ADR 0020 established that brains are runtime-agnostic and that core capabilities should reach agents through open standards rather than any one vendor. The Model Context Protocol (MCP) is now the universal standard for that: it is governed under the Linux Foundation and is natively supported by Claude, GitHub Copilot, Codex, Gemini, and Cursor.

We want any MCP-capable agent to use the hub registry and the read-only onboarding engine directly, without bash/PowerShell wrappers or a vendor-specific integration.

Two implementation options:

  • Official MCP SDK — batteries included, but pulls in third-party dependencies (pydantic, anyio).

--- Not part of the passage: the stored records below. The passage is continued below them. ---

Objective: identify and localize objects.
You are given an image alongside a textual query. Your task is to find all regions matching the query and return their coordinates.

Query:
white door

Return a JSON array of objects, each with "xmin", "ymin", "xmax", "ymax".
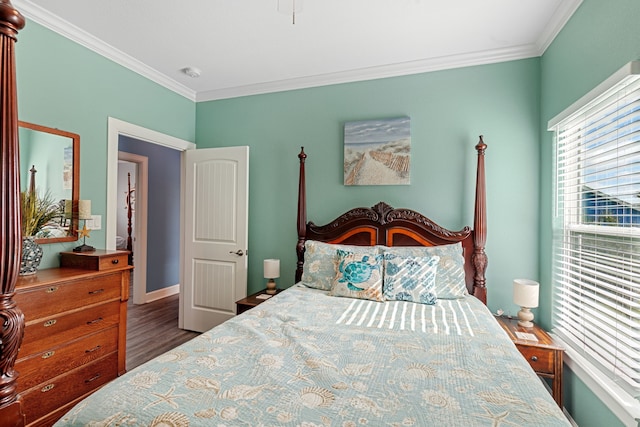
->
[{"xmin": 180, "ymin": 147, "xmax": 249, "ymax": 332}]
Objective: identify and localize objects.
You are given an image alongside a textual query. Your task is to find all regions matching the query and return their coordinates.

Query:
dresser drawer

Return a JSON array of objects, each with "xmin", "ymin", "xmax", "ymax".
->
[
  {"xmin": 18, "ymin": 301, "xmax": 120, "ymax": 358},
  {"xmin": 60, "ymin": 251, "xmax": 129, "ymax": 271},
  {"xmin": 517, "ymin": 345, "xmax": 555, "ymax": 374},
  {"xmin": 20, "ymin": 353, "xmax": 118, "ymax": 424},
  {"xmin": 15, "ymin": 326, "xmax": 118, "ymax": 393},
  {"xmin": 13, "ymin": 271, "xmax": 122, "ymax": 323}
]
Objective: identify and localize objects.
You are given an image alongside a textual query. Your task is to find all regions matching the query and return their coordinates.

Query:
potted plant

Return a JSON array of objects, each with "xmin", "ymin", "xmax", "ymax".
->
[{"xmin": 20, "ymin": 191, "xmax": 60, "ymax": 276}]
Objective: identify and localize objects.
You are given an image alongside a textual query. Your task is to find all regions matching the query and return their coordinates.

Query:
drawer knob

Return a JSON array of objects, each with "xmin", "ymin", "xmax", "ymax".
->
[
  {"xmin": 40, "ymin": 384, "xmax": 56, "ymax": 393},
  {"xmin": 43, "ymin": 319, "xmax": 58, "ymax": 328},
  {"xmin": 84, "ymin": 345, "xmax": 102, "ymax": 353},
  {"xmin": 84, "ymin": 374, "xmax": 100, "ymax": 384}
]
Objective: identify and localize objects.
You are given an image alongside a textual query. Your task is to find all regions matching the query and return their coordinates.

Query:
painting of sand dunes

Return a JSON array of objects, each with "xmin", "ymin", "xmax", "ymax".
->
[{"xmin": 344, "ymin": 117, "xmax": 411, "ymax": 185}]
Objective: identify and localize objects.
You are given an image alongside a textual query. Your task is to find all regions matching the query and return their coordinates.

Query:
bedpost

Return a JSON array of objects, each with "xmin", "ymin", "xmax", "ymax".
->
[
  {"xmin": 0, "ymin": 0, "xmax": 25, "ymax": 427},
  {"xmin": 471, "ymin": 135, "xmax": 488, "ymax": 305},
  {"xmin": 295, "ymin": 147, "xmax": 307, "ymax": 283}
]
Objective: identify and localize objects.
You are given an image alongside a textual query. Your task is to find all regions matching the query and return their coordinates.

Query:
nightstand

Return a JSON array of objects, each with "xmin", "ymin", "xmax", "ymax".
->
[
  {"xmin": 236, "ymin": 289, "xmax": 282, "ymax": 314},
  {"xmin": 496, "ymin": 317, "xmax": 564, "ymax": 408}
]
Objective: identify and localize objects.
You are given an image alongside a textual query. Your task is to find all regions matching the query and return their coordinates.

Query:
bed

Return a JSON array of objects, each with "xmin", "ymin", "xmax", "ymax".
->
[
  {"xmin": 48, "ymin": 145, "xmax": 569, "ymax": 427},
  {"xmin": 0, "ymin": 4, "xmax": 570, "ymax": 427}
]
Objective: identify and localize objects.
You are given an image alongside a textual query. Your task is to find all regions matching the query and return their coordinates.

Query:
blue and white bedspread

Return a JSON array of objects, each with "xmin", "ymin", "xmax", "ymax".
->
[{"xmin": 56, "ymin": 285, "xmax": 569, "ymax": 427}]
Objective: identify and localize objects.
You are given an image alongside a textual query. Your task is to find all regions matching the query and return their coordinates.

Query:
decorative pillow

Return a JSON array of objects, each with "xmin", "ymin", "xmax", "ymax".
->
[
  {"xmin": 329, "ymin": 249, "xmax": 384, "ymax": 301},
  {"xmin": 382, "ymin": 253, "xmax": 440, "ymax": 304},
  {"xmin": 302, "ymin": 240, "xmax": 380, "ymax": 291},
  {"xmin": 382, "ymin": 243, "xmax": 469, "ymax": 299}
]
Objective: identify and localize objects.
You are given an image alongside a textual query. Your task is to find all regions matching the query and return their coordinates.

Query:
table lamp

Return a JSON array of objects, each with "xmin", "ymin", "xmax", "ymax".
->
[
  {"xmin": 73, "ymin": 200, "xmax": 96, "ymax": 252},
  {"xmin": 264, "ymin": 259, "xmax": 280, "ymax": 295},
  {"xmin": 513, "ymin": 279, "xmax": 540, "ymax": 328}
]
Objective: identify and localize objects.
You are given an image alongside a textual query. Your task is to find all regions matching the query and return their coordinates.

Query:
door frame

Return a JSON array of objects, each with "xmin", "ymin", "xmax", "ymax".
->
[{"xmin": 105, "ymin": 117, "xmax": 196, "ymax": 304}]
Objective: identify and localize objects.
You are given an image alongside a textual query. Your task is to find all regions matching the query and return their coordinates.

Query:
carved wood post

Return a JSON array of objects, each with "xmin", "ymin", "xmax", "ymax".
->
[
  {"xmin": 471, "ymin": 135, "xmax": 488, "ymax": 305},
  {"xmin": 0, "ymin": 0, "xmax": 25, "ymax": 426},
  {"xmin": 295, "ymin": 147, "xmax": 307, "ymax": 283}
]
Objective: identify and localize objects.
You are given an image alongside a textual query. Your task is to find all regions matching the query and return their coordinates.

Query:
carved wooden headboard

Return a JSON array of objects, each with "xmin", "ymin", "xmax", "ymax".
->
[
  {"xmin": 295, "ymin": 140, "xmax": 487, "ymax": 304},
  {"xmin": 0, "ymin": 0, "xmax": 25, "ymax": 427}
]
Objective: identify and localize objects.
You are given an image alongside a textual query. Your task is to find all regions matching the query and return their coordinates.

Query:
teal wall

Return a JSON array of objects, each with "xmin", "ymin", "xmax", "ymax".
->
[
  {"xmin": 16, "ymin": 0, "xmax": 640, "ymax": 427},
  {"xmin": 540, "ymin": 0, "xmax": 640, "ymax": 427},
  {"xmin": 196, "ymin": 59, "xmax": 540, "ymax": 313},
  {"xmin": 16, "ymin": 21, "xmax": 196, "ymax": 268}
]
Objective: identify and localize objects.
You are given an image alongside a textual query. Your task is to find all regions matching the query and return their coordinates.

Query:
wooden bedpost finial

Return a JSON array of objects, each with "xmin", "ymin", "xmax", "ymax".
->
[
  {"xmin": 471, "ymin": 135, "xmax": 488, "ymax": 304},
  {"xmin": 0, "ymin": 0, "xmax": 26, "ymax": 426},
  {"xmin": 476, "ymin": 135, "xmax": 487, "ymax": 154},
  {"xmin": 0, "ymin": 0, "xmax": 25, "ymax": 40},
  {"xmin": 295, "ymin": 147, "xmax": 307, "ymax": 283}
]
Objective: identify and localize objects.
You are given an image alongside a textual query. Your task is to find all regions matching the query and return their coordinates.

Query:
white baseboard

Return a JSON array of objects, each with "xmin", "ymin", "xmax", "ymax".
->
[{"xmin": 144, "ymin": 283, "xmax": 180, "ymax": 304}]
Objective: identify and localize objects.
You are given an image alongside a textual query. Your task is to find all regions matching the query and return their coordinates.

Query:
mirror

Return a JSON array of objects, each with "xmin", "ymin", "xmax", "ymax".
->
[{"xmin": 18, "ymin": 121, "xmax": 80, "ymax": 244}]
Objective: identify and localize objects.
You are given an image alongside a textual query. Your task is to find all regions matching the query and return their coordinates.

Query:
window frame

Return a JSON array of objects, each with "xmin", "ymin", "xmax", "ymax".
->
[{"xmin": 547, "ymin": 61, "xmax": 640, "ymax": 425}]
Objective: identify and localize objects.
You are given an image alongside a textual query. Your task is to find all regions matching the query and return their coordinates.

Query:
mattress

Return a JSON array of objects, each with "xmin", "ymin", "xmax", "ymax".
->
[{"xmin": 56, "ymin": 284, "xmax": 570, "ymax": 427}]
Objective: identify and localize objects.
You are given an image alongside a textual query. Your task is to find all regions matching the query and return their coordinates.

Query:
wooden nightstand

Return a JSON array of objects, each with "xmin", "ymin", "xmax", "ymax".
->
[
  {"xmin": 496, "ymin": 317, "xmax": 564, "ymax": 408},
  {"xmin": 236, "ymin": 289, "xmax": 282, "ymax": 314}
]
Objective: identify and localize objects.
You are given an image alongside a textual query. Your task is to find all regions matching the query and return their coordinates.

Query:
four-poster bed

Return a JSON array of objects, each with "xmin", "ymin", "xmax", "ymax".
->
[
  {"xmin": 0, "ymin": 0, "xmax": 569, "ymax": 427},
  {"xmin": 48, "ymin": 145, "xmax": 569, "ymax": 427},
  {"xmin": 0, "ymin": 0, "xmax": 25, "ymax": 426}
]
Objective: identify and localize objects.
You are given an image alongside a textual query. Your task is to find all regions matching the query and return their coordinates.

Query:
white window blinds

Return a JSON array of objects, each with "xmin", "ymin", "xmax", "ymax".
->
[{"xmin": 550, "ymin": 63, "xmax": 640, "ymax": 396}]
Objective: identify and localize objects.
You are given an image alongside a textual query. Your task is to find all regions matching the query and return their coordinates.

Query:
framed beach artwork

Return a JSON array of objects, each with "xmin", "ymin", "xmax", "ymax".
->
[{"xmin": 344, "ymin": 117, "xmax": 411, "ymax": 185}]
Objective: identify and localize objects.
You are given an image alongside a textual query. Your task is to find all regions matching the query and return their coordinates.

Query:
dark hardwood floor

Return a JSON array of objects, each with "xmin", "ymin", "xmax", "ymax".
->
[{"xmin": 127, "ymin": 295, "xmax": 199, "ymax": 371}]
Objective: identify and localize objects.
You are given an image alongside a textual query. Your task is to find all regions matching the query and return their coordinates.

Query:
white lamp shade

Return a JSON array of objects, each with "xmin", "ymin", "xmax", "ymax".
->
[
  {"xmin": 78, "ymin": 200, "xmax": 91, "ymax": 219},
  {"xmin": 513, "ymin": 279, "xmax": 540, "ymax": 308},
  {"xmin": 264, "ymin": 259, "xmax": 280, "ymax": 279}
]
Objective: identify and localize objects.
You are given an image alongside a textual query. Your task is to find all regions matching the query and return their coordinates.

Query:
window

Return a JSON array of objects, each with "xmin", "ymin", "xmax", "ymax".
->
[{"xmin": 549, "ymin": 62, "xmax": 640, "ymax": 397}]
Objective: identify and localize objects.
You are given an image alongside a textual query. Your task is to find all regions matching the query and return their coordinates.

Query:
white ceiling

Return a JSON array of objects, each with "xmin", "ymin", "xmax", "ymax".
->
[{"xmin": 12, "ymin": 0, "xmax": 582, "ymax": 101}]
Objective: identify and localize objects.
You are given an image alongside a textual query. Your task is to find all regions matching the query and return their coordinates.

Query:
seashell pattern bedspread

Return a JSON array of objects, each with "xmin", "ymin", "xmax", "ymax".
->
[{"xmin": 56, "ymin": 284, "xmax": 570, "ymax": 427}]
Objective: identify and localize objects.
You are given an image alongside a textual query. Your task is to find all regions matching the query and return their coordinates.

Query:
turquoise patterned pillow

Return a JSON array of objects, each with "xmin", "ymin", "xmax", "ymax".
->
[
  {"xmin": 302, "ymin": 240, "xmax": 380, "ymax": 291},
  {"xmin": 382, "ymin": 253, "xmax": 440, "ymax": 304},
  {"xmin": 329, "ymin": 249, "xmax": 384, "ymax": 301},
  {"xmin": 382, "ymin": 243, "xmax": 469, "ymax": 299}
]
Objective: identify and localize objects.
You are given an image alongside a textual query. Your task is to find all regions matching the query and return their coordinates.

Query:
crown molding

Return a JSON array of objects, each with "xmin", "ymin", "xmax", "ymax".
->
[
  {"xmin": 12, "ymin": 0, "xmax": 196, "ymax": 101},
  {"xmin": 536, "ymin": 0, "xmax": 583, "ymax": 56},
  {"xmin": 12, "ymin": 0, "xmax": 583, "ymax": 102},
  {"xmin": 196, "ymin": 45, "xmax": 539, "ymax": 102}
]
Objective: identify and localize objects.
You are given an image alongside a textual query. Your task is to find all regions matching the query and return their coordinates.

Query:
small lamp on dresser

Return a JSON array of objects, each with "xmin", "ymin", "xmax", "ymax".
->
[
  {"xmin": 264, "ymin": 259, "xmax": 280, "ymax": 295},
  {"xmin": 513, "ymin": 279, "xmax": 540, "ymax": 328}
]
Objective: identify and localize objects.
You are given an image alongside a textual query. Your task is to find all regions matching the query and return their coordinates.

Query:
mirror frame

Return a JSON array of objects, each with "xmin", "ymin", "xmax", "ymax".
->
[{"xmin": 18, "ymin": 120, "xmax": 80, "ymax": 244}]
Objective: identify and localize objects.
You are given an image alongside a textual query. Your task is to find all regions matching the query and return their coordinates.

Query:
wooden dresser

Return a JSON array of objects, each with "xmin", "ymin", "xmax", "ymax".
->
[{"xmin": 14, "ymin": 250, "xmax": 133, "ymax": 426}]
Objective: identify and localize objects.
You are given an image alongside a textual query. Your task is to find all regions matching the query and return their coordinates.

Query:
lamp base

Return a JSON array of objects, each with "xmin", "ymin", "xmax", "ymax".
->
[
  {"xmin": 73, "ymin": 243, "xmax": 96, "ymax": 252},
  {"xmin": 518, "ymin": 307, "xmax": 533, "ymax": 328},
  {"xmin": 266, "ymin": 279, "xmax": 276, "ymax": 295}
]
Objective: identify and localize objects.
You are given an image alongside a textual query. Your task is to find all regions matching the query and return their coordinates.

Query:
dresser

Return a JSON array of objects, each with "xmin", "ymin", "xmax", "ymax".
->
[
  {"xmin": 497, "ymin": 317, "xmax": 564, "ymax": 408},
  {"xmin": 14, "ymin": 250, "xmax": 133, "ymax": 426}
]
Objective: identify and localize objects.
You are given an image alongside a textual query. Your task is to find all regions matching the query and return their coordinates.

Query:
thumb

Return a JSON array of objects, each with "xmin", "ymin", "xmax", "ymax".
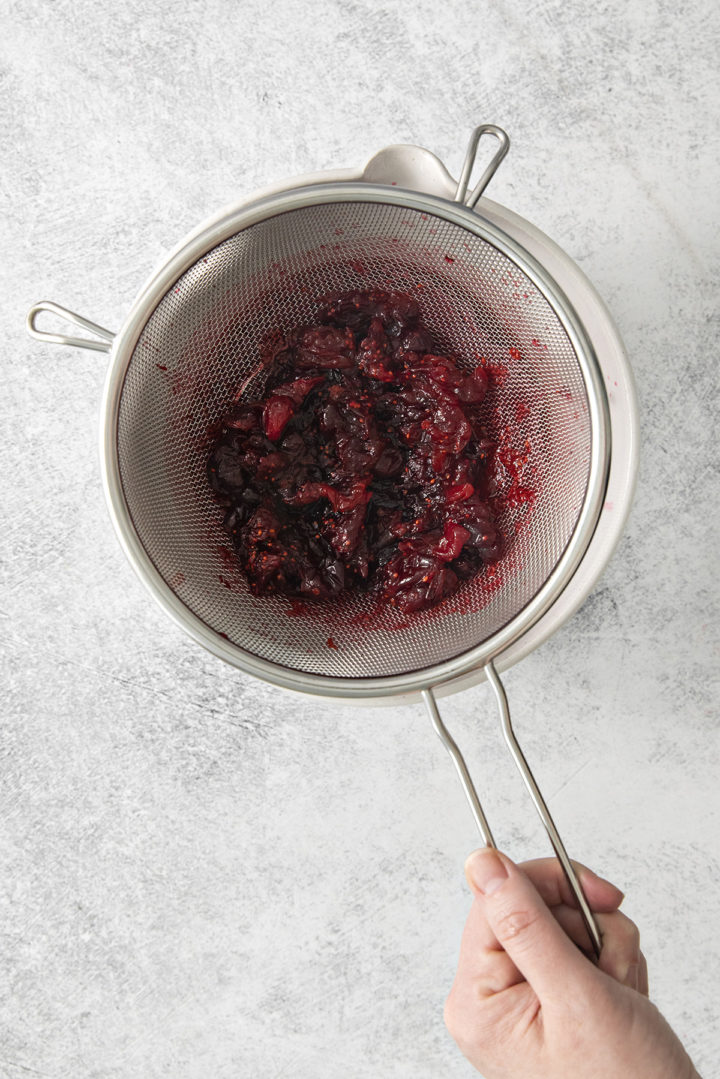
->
[{"xmin": 465, "ymin": 847, "xmax": 593, "ymax": 1001}]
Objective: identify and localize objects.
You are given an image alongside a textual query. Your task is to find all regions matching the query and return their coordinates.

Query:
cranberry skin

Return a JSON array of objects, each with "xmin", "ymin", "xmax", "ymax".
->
[
  {"xmin": 458, "ymin": 367, "xmax": 488, "ymax": 405},
  {"xmin": 207, "ymin": 445, "xmax": 246, "ymax": 494},
  {"xmin": 208, "ymin": 289, "xmax": 501, "ymax": 614},
  {"xmin": 262, "ymin": 396, "xmax": 295, "ymax": 442}
]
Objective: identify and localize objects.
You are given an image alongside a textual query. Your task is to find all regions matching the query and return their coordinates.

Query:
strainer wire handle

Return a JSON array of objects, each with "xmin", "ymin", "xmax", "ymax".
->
[
  {"xmin": 485, "ymin": 661, "xmax": 602, "ymax": 958},
  {"xmin": 453, "ymin": 124, "xmax": 510, "ymax": 209},
  {"xmin": 422, "ymin": 689, "xmax": 498, "ymax": 847},
  {"xmin": 422, "ymin": 661, "xmax": 602, "ymax": 958},
  {"xmin": 26, "ymin": 300, "xmax": 114, "ymax": 352}
]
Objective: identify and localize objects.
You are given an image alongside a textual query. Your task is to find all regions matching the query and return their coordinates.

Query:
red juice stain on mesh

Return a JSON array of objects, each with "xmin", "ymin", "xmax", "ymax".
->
[{"xmin": 207, "ymin": 289, "xmax": 507, "ymax": 615}]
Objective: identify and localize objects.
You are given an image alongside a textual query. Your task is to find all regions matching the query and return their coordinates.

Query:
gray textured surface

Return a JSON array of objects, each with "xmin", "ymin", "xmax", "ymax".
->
[{"xmin": 0, "ymin": 0, "xmax": 720, "ymax": 1079}]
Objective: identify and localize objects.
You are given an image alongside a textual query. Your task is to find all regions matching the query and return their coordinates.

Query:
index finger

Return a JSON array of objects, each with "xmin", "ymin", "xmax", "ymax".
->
[{"xmin": 518, "ymin": 858, "xmax": 625, "ymax": 914}]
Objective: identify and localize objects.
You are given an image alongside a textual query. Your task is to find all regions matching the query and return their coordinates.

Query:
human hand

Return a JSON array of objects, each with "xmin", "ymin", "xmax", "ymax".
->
[{"xmin": 445, "ymin": 849, "xmax": 699, "ymax": 1079}]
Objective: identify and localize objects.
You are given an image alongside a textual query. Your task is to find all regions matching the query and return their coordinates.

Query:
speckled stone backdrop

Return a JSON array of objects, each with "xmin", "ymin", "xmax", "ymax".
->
[{"xmin": 0, "ymin": 0, "xmax": 720, "ymax": 1079}]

The rest of brainfactory is deliberately standard-library only (the check-brain-factory invariant notes "no third-party deps required"), which keeps the "runs anywhere, no install" property that matters most to budget-constrained, portable adopters.
  • A small standard-library server — slightly more code, but zero dependencies and fully under our control.

Decision

Implement the MCP surface as a standard-library JSON-RPC 2.0 server over stdio (brainfactory/mcpserver.py), started with python -m brainfactory mcp.

  • No third-party dependencies; consistent with the rest of the package.
  • Expose read-only, deterministic tools only; the judgment stays with the calling agent:
  • framework_version — current hub framework version and core modules.
  • inspect_repo — read-only gap report for a target repo path.
  • version_status — compare a framework version against the hub's latest.
  • Tool execution errors are reported in-band (isError), unknown methods return JSON-RPC -32601, per the protocol.

Consequences

Positive:

  • Any MCP client (Claude, Copilot, Codex, Gemini, Cursor, …) can use Brain Factory with a one-line server config — the agent-neutral surface ADR 0020 called for.
  • Zero new dependencies; nothing to install beyond Python 3.

Trade-offs:

  • We track the MCP protocol revision manually rather than getting it from the SDK.
  • The initial tool set and the stdio transport are intentionally minimal.

Follow-ups

  • Add tools as backing logic lands: a capabilities drift check, and an upgrade-plan tool once a propagation engine exists.
  • Consider an SDK-based or HTTP-transport variant only if a hosted, multi-client server is ever needed.
  • Document per-agent client configs alongside the adapters README.